Reputation: 127
For testing purposes on a project I'm working on, I have a need to, if given a regular expression, randomly generate a string that will FAIL to be matched by it. For instance, if I'm given this regex:
^[abcd]d+
Then I should be able to generate strings such as:
hnbbad
uduebbaef
9f8;djfew
skjcc98332f
...each of which does NOT match the regex, but NOT generate:
addr32
bdfd09usdj
cdddddd-9fdssee
...each of which DO. In other words, I want something like an anti-Xeger.
Does such a library exist, preferably in Python (if I can understand the theory, I can most likely convert it to Python if need be)? I gave some thought to how I could write this, but given the scope of regular expressions, it seemed that might be a much harder problem than what things like Xeger can tackle. I also looked around for a pre-made library to do this, but either I'm not using the right keywords to search or nobody's had this problem before.
Upvotes: 7
Views: 2195
Reputation: 1
Can we reduce the infinite number of possibilities, by restricting to generate strings from a give character set.
For example, I can define the character set, [QWERTYUIOP!@#$%^%^&*))_]
and all the strings I generate randomly should be born from this set. That way we can reduce the infinite nature of this problem?
In fact even I am looking for a utility like this, preferably in Python.
Upvotes: 0
Reputation: 34395
No this is impossible. There are an infinite number of regexes that match every string in the known universe. For example:
/^/
/.*/
/[^"\\]*(\\.[^"\\]*)*$/
etc.
This is because all these regexes can match nothing at all (which is something all strings have!)
Upvotes: 2
Reputation: 838706
My initial instinct is, no, such a library does not exist because it's not possible. You can't be sure that you can find a valid input for any arbitrary regular expression in a reasonable amount of time.
For example, proving whether a number is prime is believed to be a hard to solve mathematical problem.

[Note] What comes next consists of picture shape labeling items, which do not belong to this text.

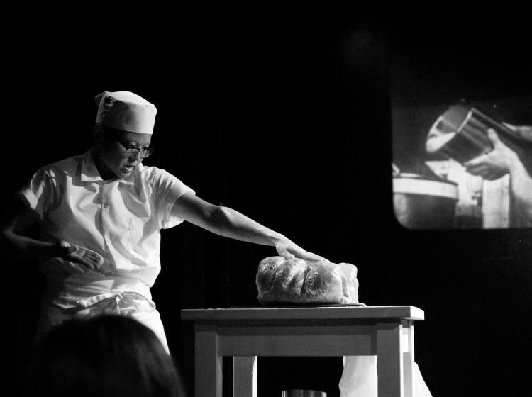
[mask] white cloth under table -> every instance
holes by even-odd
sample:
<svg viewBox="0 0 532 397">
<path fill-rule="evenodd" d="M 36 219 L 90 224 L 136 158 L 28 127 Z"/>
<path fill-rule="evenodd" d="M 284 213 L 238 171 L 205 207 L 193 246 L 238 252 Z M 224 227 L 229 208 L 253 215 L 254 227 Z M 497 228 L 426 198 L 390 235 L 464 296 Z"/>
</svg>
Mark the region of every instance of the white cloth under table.
<svg viewBox="0 0 532 397">
<path fill-rule="evenodd" d="M 414 306 L 184 309 L 181 315 L 194 323 L 196 397 L 222 396 L 224 356 L 233 357 L 235 397 L 257 396 L 257 356 L 376 357 L 378 396 L 414 396 L 414 323 L 424 318 Z"/>
</svg>

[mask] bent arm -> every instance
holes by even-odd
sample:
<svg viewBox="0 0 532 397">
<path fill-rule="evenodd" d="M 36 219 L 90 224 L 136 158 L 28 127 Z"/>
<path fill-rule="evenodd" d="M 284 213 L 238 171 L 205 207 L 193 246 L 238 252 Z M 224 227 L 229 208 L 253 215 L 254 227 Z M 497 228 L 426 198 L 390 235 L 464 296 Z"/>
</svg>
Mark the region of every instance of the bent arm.
<svg viewBox="0 0 532 397">
<path fill-rule="evenodd" d="M 57 257 L 92 269 L 98 267 L 101 258 L 96 252 L 66 241 L 48 242 L 28 236 L 36 223 L 33 213 L 17 201 L 0 226 L 0 258 L 28 261 Z"/>
<path fill-rule="evenodd" d="M 26 235 L 36 222 L 33 213 L 21 203 L 17 203 L 2 220 L 0 256 L 16 260 L 56 256 L 58 253 L 57 245 Z"/>
<path fill-rule="evenodd" d="M 275 247 L 279 255 L 287 259 L 297 257 L 307 260 L 324 259 L 238 211 L 211 204 L 192 193 L 186 193 L 179 197 L 172 209 L 172 213 L 223 237 Z"/>
</svg>

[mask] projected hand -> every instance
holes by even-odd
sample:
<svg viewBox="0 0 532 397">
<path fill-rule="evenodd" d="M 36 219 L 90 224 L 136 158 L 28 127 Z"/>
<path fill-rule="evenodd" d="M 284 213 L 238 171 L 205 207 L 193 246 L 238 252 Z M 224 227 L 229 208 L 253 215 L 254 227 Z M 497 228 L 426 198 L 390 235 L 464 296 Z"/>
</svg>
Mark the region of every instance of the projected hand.
<svg viewBox="0 0 532 397">
<path fill-rule="evenodd" d="M 493 144 L 493 150 L 467 162 L 464 166 L 470 174 L 492 181 L 508 174 L 511 162 L 517 156 L 501 141 L 495 131 L 489 129 L 487 134 Z"/>
</svg>

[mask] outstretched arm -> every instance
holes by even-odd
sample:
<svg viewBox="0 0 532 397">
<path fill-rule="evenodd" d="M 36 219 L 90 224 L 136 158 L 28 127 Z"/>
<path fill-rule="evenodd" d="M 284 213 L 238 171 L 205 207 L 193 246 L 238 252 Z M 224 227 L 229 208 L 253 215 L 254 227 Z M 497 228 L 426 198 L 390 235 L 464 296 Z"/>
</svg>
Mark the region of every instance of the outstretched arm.
<svg viewBox="0 0 532 397">
<path fill-rule="evenodd" d="M 325 260 L 306 251 L 275 232 L 233 209 L 215 206 L 192 193 L 183 194 L 174 205 L 172 215 L 217 235 L 262 245 L 275 247 L 279 255 L 290 259 Z"/>
</svg>

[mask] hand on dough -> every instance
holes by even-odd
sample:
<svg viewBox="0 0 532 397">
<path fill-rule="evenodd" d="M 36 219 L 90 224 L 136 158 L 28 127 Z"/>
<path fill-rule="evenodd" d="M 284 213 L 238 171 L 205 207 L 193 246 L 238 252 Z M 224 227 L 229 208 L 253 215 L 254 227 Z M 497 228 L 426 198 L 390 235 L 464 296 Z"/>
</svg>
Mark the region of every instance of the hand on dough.
<svg viewBox="0 0 532 397">
<path fill-rule="evenodd" d="M 310 262 L 327 260 L 323 257 L 306 251 L 287 238 L 279 240 L 275 244 L 275 249 L 279 255 L 287 259 L 299 258 Z"/>
</svg>

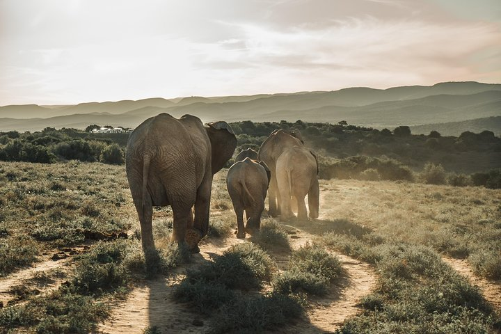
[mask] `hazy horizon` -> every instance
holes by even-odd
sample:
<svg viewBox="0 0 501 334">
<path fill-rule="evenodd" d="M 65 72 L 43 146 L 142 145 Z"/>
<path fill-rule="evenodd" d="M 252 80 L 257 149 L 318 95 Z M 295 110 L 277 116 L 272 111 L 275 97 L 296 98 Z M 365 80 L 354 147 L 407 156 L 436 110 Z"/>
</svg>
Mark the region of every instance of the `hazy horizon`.
<svg viewBox="0 0 501 334">
<path fill-rule="evenodd" d="M 0 106 L 501 82 L 493 0 L 0 0 Z"/>
</svg>

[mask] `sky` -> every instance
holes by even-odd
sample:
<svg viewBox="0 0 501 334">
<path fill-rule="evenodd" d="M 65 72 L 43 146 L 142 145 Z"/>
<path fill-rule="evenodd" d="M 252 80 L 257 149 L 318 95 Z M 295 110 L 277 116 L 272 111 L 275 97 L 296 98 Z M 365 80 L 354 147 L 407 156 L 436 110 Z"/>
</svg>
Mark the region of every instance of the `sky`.
<svg viewBox="0 0 501 334">
<path fill-rule="evenodd" d="M 0 0 L 0 106 L 464 81 L 499 0 Z"/>
</svg>

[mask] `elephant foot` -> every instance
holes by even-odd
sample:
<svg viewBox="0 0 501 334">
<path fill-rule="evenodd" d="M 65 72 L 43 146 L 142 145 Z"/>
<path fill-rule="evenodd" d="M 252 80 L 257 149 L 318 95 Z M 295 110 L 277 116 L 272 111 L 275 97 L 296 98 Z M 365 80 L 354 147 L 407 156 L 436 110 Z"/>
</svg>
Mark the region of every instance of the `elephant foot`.
<svg viewBox="0 0 501 334">
<path fill-rule="evenodd" d="M 255 234 L 257 232 L 259 232 L 259 228 L 246 228 L 246 232 L 250 235 Z"/>
<path fill-rule="evenodd" d="M 193 228 L 186 230 L 184 241 L 191 253 L 200 253 L 198 242 L 201 239 L 200 233 L 198 230 Z"/>
</svg>

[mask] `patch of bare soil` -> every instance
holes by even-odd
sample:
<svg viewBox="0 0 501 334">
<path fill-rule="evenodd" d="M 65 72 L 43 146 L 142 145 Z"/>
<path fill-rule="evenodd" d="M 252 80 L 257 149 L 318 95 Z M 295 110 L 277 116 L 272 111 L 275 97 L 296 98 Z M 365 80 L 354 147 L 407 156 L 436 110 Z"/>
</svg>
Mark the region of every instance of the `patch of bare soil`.
<svg viewBox="0 0 501 334">
<path fill-rule="evenodd" d="M 197 317 L 192 310 L 170 298 L 173 286 L 182 280 L 186 270 L 199 266 L 231 246 L 243 242 L 237 238 L 203 243 L 200 253 L 192 256 L 187 266 L 177 269 L 169 278 L 144 280 L 136 287 L 127 299 L 117 303 L 111 315 L 98 326 L 98 333 L 113 334 L 141 333 L 147 328 L 157 327 L 162 333 L 202 333 L 207 331 L 209 319 Z"/>
<path fill-rule="evenodd" d="M 472 285 L 477 285 L 488 301 L 498 312 L 501 313 L 501 280 L 492 280 L 479 277 L 473 273 L 471 267 L 466 260 L 443 257 L 442 260 L 454 270 L 466 276 Z"/>
<path fill-rule="evenodd" d="M 315 224 L 315 221 L 305 222 Z M 289 232 L 293 232 L 291 239 L 294 249 L 297 249 L 317 236 L 301 230 L 299 226 L 284 225 Z M 356 315 L 361 309 L 358 303 L 364 296 L 369 294 L 377 280 L 374 269 L 369 264 L 358 261 L 347 255 L 331 251 L 337 257 L 344 269 L 344 275 L 333 285 L 331 292 L 323 297 L 310 299 L 307 310 L 308 321 L 301 321 L 274 333 L 301 333 L 316 334 L 333 332 L 340 328 L 343 321 Z"/>
<path fill-rule="evenodd" d="M 26 296 L 23 294 L 41 294 L 58 288 L 72 264 L 72 256 L 83 250 L 83 247 L 74 247 L 55 252 L 41 257 L 34 267 L 0 278 L 0 304 L 5 306 L 22 300 Z"/>
<path fill-rule="evenodd" d="M 305 222 L 308 225 L 316 222 Z M 291 244 L 299 248 L 317 237 L 297 226 L 285 225 L 292 233 Z M 304 227 L 304 226 L 303 226 Z M 186 268 L 198 266 L 214 256 L 221 255 L 231 246 L 244 242 L 230 237 L 225 239 L 211 239 L 200 245 L 200 253 L 188 266 L 177 269 L 170 277 L 145 280 L 134 288 L 125 301 L 118 302 L 111 317 L 98 326 L 100 333 L 141 333 L 147 328 L 157 327 L 162 333 L 203 333 L 210 328 L 210 319 L 198 317 L 186 305 L 173 301 L 170 294 L 173 285 L 184 276 Z M 288 252 L 273 254 L 278 269 L 285 270 Z M 344 275 L 332 287 L 331 292 L 322 298 L 310 299 L 307 310 L 308 319 L 273 333 L 301 333 L 313 334 L 334 331 L 344 319 L 360 311 L 357 306 L 360 299 L 374 288 L 376 276 L 371 267 L 358 260 L 333 252 L 342 264 Z"/>
</svg>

The following regular expression matches any string which is at least 10000 characters long and whose total length is a prime number:
(?!(..+)\1+$).{10000}
I doubt that any library exists that can find a valid input to this regular expression in reasonable time. And this is a very easy example with a simple solution, e.g. 'x' * 10007
will work. It would be possible to come up with other regular expressions that are much harder to find valid inputs for.
I think the only way you are going to solve this is if you limit yourself to some subset of all possible regular expressions.
But having said that if you have a magical library that generates text that matches for any arbitrary regular expression then all you need to do is generate a regular expression that matches all the strings that don't match your original expression.
Luckily this is possible using a negative lookahead:
^(?![\s\S]*(?:^[abcd]d+))
If you are willing to change the requirements to only allow a limited subset of regular expressions then you can negate the regular expression by using boolean logic. For example if ^[abcd]d+
becomes ^[^abcd]|^[abcd][^d]
. It is then possible to find a valid input for this regular expression in reasonable time.
Upvotes: 6
Reputation: 2423
I would do a loop, generating random combinations of random length, and test if matches the regexp. Repeat the loop until a not-match situation is reached.
Obviously, this would be inefficient. Are you sure you cannot invert the regexp and generate a match on the inverted regexp?
Upvotes: 3